Moscow has quite a vibrant downtown for a small city.
It’s no wonder folks often stroll the streets day or night. And if it weren’t for the “parking problem,” maybe the headcount would be greater. At least that’s some of the thinking found around town.
To get a better handle on the parking situation, a $45,000 “comprehensive downtown parking study” is included as part of the city’s proposed fiscal 2020 budget. The obvious takeaway is studies are becoming more expensive.
Unfortunately, if the study is approved and conducted, it will probably end up on a dusty shelf in City Hall with its sister studies undertaken to get to the bottom of a perceived problem or create marketing schemes. The studies usually are not useful in solving much of anything.
Don’t get us wrong, there is a parking problem in downtown Moscow.
However, it’s a minor one and has been for years with a simple solution that doesn’t require a study.
Too many people want to park as close as possible to their downtown destination. They are loath to park in the many spaces available on side streets and in nearby residential areas.

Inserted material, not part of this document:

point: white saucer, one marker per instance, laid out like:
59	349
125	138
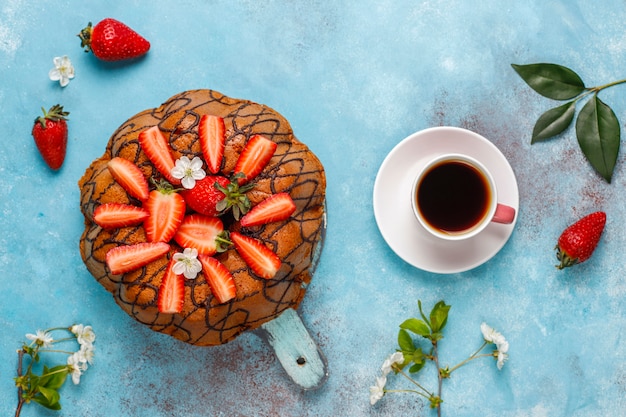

Parking scarcity is also exacerbated by those business owners and employees who use street and lot parking for their vehicles and then move those vehicles every few hours to remain legally parked.
There’s nothing as exasperating for a customer than when a clerk asks you to wait a few minutes while they move their car to another parking space.
There’s a better business model than employees filling spaces that should be used by customers.
Since the last parking study in 2008, the city has tweaked a few problem areas with little or no observable difference.
If approved, the recommendations will undoubtedly be creative, expensive and, in the long run, rejected by staff and City Council as unimplementable.
Some ideas we could expect from the study may include: an extensive use of metered parking; a multi-story parking structure; a park-and-ride lot; increased inventory of spaces; rules forbidding employees and owners from using downtown parking; increased code enforcement for parking scofflaws; elimination of all parking in the downtown area; and, finally, education of the public to the realities of the situation and how to adapt by walking, riding public transportation, ride sharing or parking a few blocks from a destination.
The latter option is the most doable and has been sporadically encouraged for years.
Perhaps a new, concerted effort is the path to take and the $45,000 earmarked for the study would go a long way to help in the education effort. Don’t waste the money on another dust collector.